What makes this segment work is that Schwab refuses to turn it into pure camp villainy. Peter is not a moustache-twirling monster, he is a very believable example of what happens when someone with real power refuses to look at his own damage. There are moments where you almost sympathise with him, and then you remember he is literally weaponising Lex’s vulnerability. That tension gives this chapter a quiet thriller energy, even though nobody is chasing anyone with a knife.
Talky, low-budget but emotionally honest
Exteriors is clearly an indie production. You can feel the budget in the locations (mostly apartments, offices and backyards) and in the way the film is built out of long conversations rather than big set pieces. Sometimes the dialogue leans into explaining feelings instead of letting us just watch them, and in a few moments you can see the seams where the performances are not all on the same level.
But there is also something very honest about how small the film dares to be. Schwab lets his actors sit in silences, stumble, repeat themselves, circle around the same confession three times before they say it. The second and third stories in particular have a nice physical rhythm – the walk around the house and pool, the clinical calm of the therapist’s office slowly stretching into something unsafe.
If you have seen Schwab’s previous work, you will recognise some faces and emotional tones, and the film works as a kind of side-door sequel to his earlier drama Brotherly Lies – some characters wander in and out, bringing their own history behind them.
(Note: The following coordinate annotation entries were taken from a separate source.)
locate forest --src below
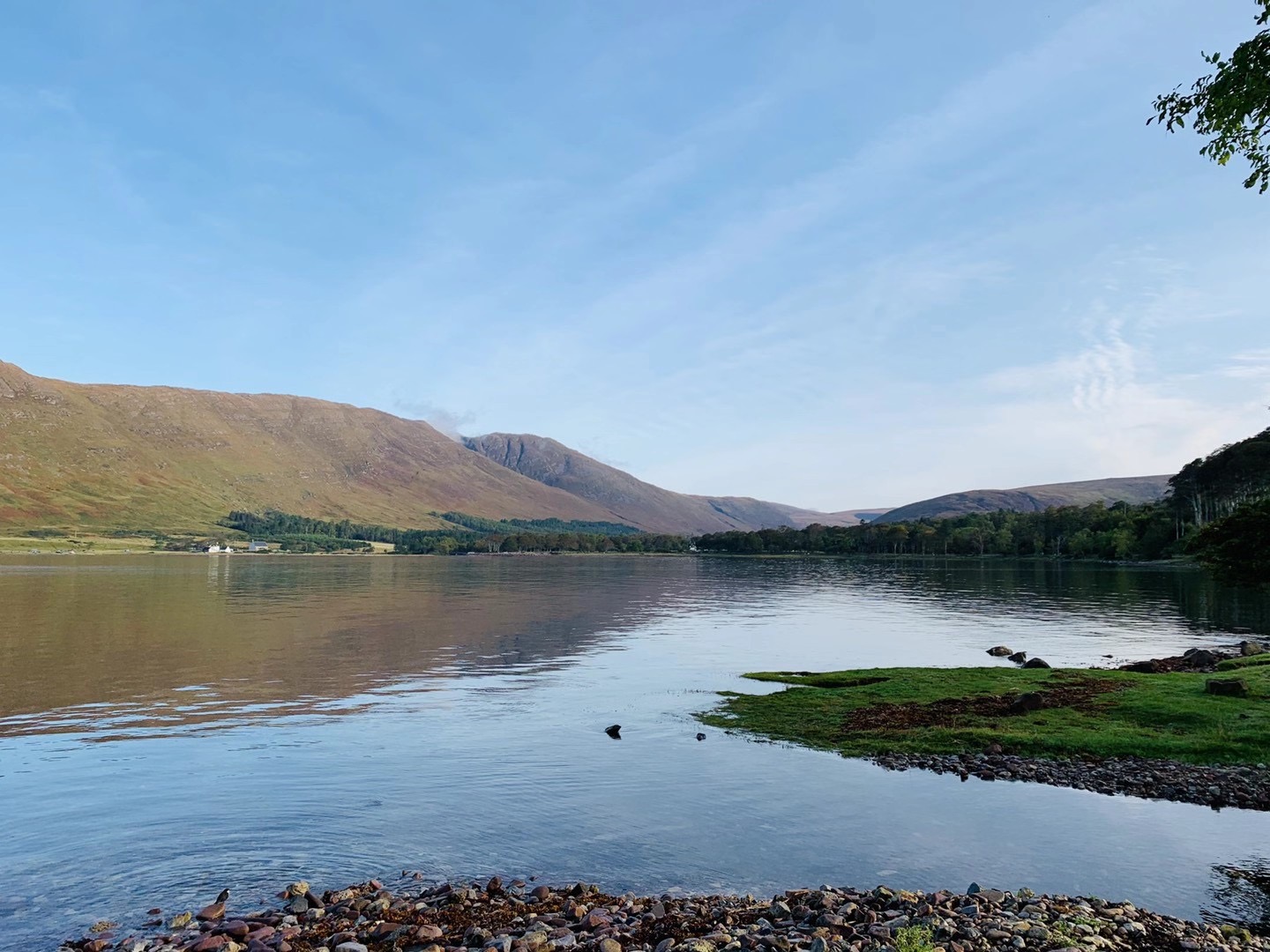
[221,511,691,554]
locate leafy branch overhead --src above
[1147,0,1270,193]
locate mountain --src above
[874,476,1169,523]
[464,433,858,533]
[0,361,855,533]
[0,361,624,532]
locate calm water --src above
[0,556,1270,947]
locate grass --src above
[895,926,935,952]
[699,666,1270,764]
[0,532,156,554]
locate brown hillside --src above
[464,433,849,533]
[875,476,1169,522]
[0,361,615,531]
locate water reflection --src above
[1204,858,1270,935]
[0,556,1270,944]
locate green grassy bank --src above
[699,666,1270,764]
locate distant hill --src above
[464,433,858,533]
[874,476,1169,523]
[0,361,617,531]
[0,361,854,534]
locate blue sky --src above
[0,0,1270,509]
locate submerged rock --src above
[1204,678,1249,697]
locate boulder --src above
[1010,690,1045,713]
[194,903,225,923]
[1204,678,1249,697]
[1183,647,1221,667]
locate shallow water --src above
[0,554,1270,947]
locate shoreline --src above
[61,874,1270,952]
[698,646,1270,813]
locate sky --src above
[0,0,1270,510]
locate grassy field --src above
[699,666,1270,764]
[0,533,156,554]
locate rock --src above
[190,935,230,952]
[582,908,614,932]
[1010,690,1045,713]
[194,903,225,923]
[1204,678,1249,697]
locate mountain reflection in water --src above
[0,554,1270,946]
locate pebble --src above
[872,749,1270,810]
[56,881,1270,952]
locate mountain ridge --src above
[874,475,1171,523]
[0,361,624,531]
[462,433,851,533]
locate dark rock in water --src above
[194,903,225,923]
[1010,690,1045,713]
[1204,678,1249,697]
[190,935,230,952]
[1183,649,1223,667]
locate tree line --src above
[220,510,691,554]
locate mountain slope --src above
[0,361,616,531]
[874,476,1169,523]
[464,433,851,533]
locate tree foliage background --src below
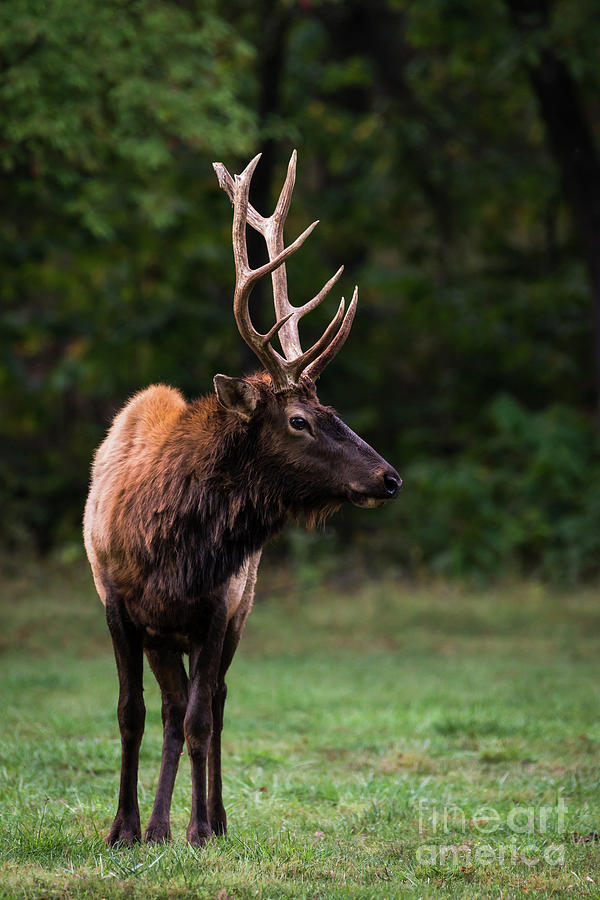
[0,0,600,578]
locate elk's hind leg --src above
[106,591,146,847]
[144,647,188,841]
[184,596,227,846]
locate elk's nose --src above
[383,474,402,497]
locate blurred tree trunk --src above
[247,0,292,344]
[506,0,600,415]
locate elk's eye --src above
[290,416,308,431]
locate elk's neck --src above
[146,401,288,596]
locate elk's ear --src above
[213,375,258,420]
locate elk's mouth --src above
[348,490,387,509]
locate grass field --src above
[0,564,600,900]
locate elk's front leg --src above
[183,600,227,846]
[106,592,146,847]
[208,550,261,835]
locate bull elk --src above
[84,151,401,845]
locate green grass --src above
[0,564,600,900]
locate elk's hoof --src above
[210,809,227,837]
[144,820,171,844]
[106,818,142,847]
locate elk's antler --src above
[213,150,358,391]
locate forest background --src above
[0,0,600,580]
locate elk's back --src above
[83,384,187,604]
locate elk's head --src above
[214,150,402,510]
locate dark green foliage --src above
[0,0,600,578]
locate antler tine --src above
[294,266,344,319]
[230,154,288,390]
[213,150,358,391]
[271,150,298,222]
[293,297,346,381]
[304,285,358,381]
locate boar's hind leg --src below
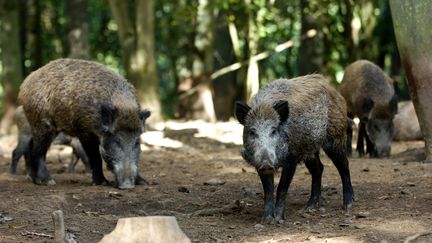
[274,160,297,222]
[10,136,31,175]
[258,169,274,224]
[79,135,110,185]
[28,131,55,185]
[365,133,378,158]
[305,152,324,210]
[324,144,354,210]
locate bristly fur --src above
[18,59,141,136]
[339,60,396,119]
[244,74,347,166]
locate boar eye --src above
[270,127,277,137]
[248,129,258,138]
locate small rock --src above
[0,213,13,224]
[67,226,81,233]
[254,224,265,229]
[401,190,411,195]
[407,182,415,187]
[215,161,225,169]
[242,187,258,197]
[339,219,352,227]
[108,191,123,199]
[354,224,366,229]
[204,178,225,186]
[177,186,190,193]
[355,212,370,219]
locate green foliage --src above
[0,0,407,117]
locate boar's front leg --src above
[305,152,324,210]
[274,160,297,223]
[28,132,55,185]
[357,121,366,157]
[79,135,111,185]
[258,168,274,224]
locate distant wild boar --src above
[10,106,91,174]
[340,60,397,157]
[18,59,150,189]
[235,74,353,223]
[393,101,423,141]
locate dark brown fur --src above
[18,59,150,188]
[340,60,397,157]
[236,74,353,222]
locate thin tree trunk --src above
[298,0,324,75]
[26,0,43,74]
[65,0,90,59]
[213,11,237,120]
[136,0,161,122]
[0,0,23,134]
[246,4,259,100]
[179,0,216,122]
[390,0,432,162]
[109,0,161,123]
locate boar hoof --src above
[274,216,285,224]
[261,216,276,224]
[135,175,149,185]
[33,178,56,186]
[93,178,114,186]
[344,203,352,212]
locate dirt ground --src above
[0,122,432,242]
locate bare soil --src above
[0,120,432,242]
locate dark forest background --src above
[0,0,408,131]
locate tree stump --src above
[99,216,191,243]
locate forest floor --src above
[0,122,432,242]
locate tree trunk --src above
[0,0,23,134]
[65,0,90,59]
[178,0,216,122]
[25,0,43,72]
[136,0,161,122]
[109,0,161,123]
[246,5,259,101]
[298,0,324,75]
[390,0,432,161]
[214,12,237,120]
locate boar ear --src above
[234,101,251,125]
[362,97,375,116]
[273,100,289,123]
[99,104,117,132]
[139,110,151,123]
[389,94,398,114]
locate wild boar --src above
[18,59,150,189]
[235,74,353,223]
[10,106,91,174]
[340,60,397,157]
[393,101,423,141]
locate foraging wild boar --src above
[235,74,353,223]
[18,59,150,189]
[393,101,423,141]
[10,106,91,174]
[340,60,397,157]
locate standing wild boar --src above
[340,60,397,157]
[18,59,150,189]
[235,74,353,223]
[10,106,91,174]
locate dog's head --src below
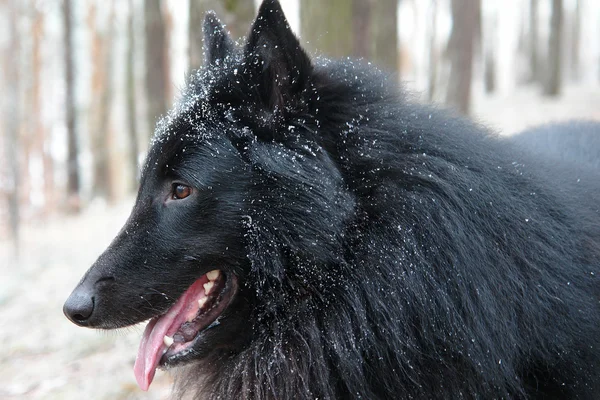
[64,0,353,389]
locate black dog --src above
[65,0,600,399]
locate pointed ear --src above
[202,11,235,65]
[245,0,312,111]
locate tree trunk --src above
[125,0,140,188]
[427,1,438,102]
[300,0,354,58]
[544,0,563,96]
[144,0,169,137]
[88,2,114,201]
[30,9,55,215]
[2,2,20,247]
[370,0,399,77]
[62,0,81,212]
[446,0,481,114]
[529,0,540,82]
[188,0,255,71]
[569,0,581,81]
[352,0,374,60]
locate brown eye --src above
[171,183,192,200]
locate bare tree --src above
[529,0,540,82]
[62,0,81,212]
[543,0,563,96]
[88,0,114,201]
[427,0,438,101]
[2,2,20,247]
[30,7,56,214]
[569,0,581,80]
[188,0,255,70]
[352,0,374,59]
[144,0,170,139]
[125,0,140,187]
[300,0,354,58]
[370,0,398,75]
[446,0,481,114]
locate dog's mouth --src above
[134,270,237,390]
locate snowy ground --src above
[0,88,600,400]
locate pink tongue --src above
[133,276,208,391]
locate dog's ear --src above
[202,11,235,65]
[245,0,312,111]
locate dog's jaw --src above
[134,270,237,390]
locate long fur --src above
[65,0,600,400]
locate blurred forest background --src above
[0,0,600,244]
[0,0,600,399]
At the same time, you can absolutely watch Exteriors on its own and just take it as three variations on the same question: what do we do when life offers us one more chance to screw things up in exactly the same way as before?
So, is it worth your time?
If you are looking for glossy, fast-paced queer drama with needle drops every thirty seconds – this is not that film. Exteriors is quieter and more patient. It asks you to lean in, listen to people talk too much and watch them hang themselves with their own patterns. The payoff is not in huge twists, but in small recognitions: the look on someone’s face when they realise they are repeating an old mistake, the way a joke suddenly lands flat because nobody is actually having fun.
For me, the first story is the weakest, a bit too on the nose and occasionally clumsy – but the second and especially the third chapter pull the whole thing up. By the time the credits roll, you feel like you’ve spent an evening eavesdropping on three neighbours whose lives are much less put together than their social media would suggest.
Exteriors (2023): Three Gay Men, One Messy Truth
Exteriors is interested in how gay men hurt each other not just with big betrayals, but with smaller acts of cowardice, projection and silence. And sometimes that is exactly the kind of film you want, not to escape your own patterns, but to see them from the outside and quietly ask yourself: if this were me, would I finally do it differently?